Displays in the future will be 3D and won’t be restricted to windows.

As part of last year’s pre-Christmas store promotion, and to celebrate the opening of its flagship store, H&M in Amsterdam brought its shop front to life with a 3D projection show that mesmerised shoppers.

While neighbouring retailers battled to pull in shoppers using old-fashioned window displays, H&M drew astonished crowds to see its store exterior transformed from a grey stone monolith into a colourful dolls house where virtual birds flew around and musical notes drifted into the night sky.


Giant eyes then peered out of windows, curtains twitched, the store unwrapped like a present, colours exploding onto the brickwork, all created by a relatively new technology called 3D projection mapping that works by animating stationary objects with 3D video. When matched with a psychedelic soundtrack, it made for a bewitching three-minute show.

The projection, which was beamed onto the walls using technology supplied by Netherlands specialist BeamSystems, has since been used for festivals, film premiers and art exhibitions. It was dreamed up by design agency Muse, and created by animation studio Mickey Did It and the Mr. Beam production house.

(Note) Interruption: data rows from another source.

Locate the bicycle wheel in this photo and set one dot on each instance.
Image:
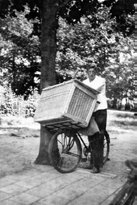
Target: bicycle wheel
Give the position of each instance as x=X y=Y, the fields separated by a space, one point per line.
x=106 y=149
x=65 y=151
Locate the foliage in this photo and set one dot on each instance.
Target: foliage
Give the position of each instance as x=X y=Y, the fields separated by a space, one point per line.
x=14 y=105
x=20 y=53
x=81 y=44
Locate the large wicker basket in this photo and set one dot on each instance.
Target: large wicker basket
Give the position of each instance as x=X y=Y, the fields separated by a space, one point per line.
x=68 y=104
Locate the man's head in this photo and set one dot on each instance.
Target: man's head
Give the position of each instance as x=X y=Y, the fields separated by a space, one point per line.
x=91 y=71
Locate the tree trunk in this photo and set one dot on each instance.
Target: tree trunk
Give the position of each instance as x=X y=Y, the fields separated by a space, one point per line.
x=49 y=26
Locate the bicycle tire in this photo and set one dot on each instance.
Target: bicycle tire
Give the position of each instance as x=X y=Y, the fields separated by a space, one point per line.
x=106 y=149
x=65 y=151
x=125 y=196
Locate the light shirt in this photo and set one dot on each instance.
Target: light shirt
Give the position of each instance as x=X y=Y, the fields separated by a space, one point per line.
x=99 y=84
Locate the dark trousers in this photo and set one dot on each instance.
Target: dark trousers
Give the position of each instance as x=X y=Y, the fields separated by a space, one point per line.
x=97 y=139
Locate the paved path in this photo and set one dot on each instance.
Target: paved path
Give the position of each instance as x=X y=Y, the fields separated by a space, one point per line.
x=44 y=185
x=25 y=183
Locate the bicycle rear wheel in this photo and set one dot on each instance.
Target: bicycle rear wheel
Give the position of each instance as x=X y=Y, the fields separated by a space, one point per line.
x=106 y=149
x=65 y=151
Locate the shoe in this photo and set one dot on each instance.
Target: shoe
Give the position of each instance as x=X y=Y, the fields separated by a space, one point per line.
x=86 y=166
x=95 y=170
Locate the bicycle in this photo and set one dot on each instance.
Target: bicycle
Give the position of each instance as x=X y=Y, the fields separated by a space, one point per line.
x=126 y=196
x=65 y=150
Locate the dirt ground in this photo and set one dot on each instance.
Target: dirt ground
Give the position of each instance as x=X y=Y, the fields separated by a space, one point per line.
x=19 y=147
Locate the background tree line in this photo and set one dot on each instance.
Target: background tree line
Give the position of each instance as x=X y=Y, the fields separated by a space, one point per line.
x=77 y=46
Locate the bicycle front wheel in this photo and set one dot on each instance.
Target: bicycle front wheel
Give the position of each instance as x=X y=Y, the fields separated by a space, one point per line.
x=65 y=151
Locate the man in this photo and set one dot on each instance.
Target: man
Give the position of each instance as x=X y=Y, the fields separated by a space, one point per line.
x=100 y=115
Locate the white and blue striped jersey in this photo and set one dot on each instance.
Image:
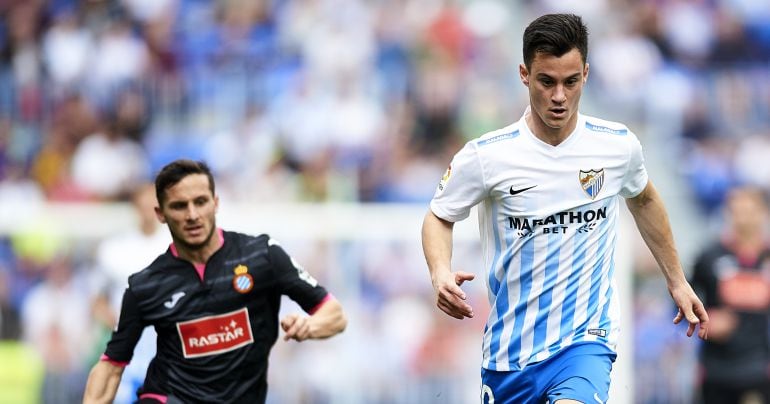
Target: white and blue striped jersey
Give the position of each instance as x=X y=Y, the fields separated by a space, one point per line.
x=547 y=220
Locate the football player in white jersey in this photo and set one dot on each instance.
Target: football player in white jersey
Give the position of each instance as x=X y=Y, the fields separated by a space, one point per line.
x=547 y=189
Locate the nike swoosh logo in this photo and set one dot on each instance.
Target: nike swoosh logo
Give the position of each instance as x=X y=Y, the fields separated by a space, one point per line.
x=174 y=299
x=518 y=191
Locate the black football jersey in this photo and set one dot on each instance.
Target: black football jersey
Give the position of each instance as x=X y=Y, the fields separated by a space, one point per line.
x=214 y=333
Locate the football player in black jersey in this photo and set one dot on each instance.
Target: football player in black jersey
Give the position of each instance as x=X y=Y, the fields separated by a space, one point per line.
x=213 y=298
x=733 y=276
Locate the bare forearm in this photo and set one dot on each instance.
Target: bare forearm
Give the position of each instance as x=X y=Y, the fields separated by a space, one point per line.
x=103 y=382
x=328 y=321
x=653 y=224
x=437 y=243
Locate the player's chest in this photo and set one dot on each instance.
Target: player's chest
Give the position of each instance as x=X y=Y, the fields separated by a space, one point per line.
x=226 y=285
x=544 y=182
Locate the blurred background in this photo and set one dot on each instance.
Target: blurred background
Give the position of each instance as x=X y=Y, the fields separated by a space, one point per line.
x=308 y=110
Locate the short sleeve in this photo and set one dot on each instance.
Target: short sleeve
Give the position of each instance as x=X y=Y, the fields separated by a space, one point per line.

As well as a spectacular event, the true genius to this technology is its potential to go viral when posted online, making it a truly modern way to celebrate a store opening. “Projection mapping can provide a great double whammy if used right, because you get a great live event, followed by a compelling video and PR opportunities,” says The Viral Factory director of strategy Matt Smith.

Displays of the magnitude of H&M’s are pricey, but jewellery retailers or brands could opt for smaller displays for just a few thousand pounds, which is a savvy investment when you weigh up how long people will be talking about it for afterwards, potentially all over the world.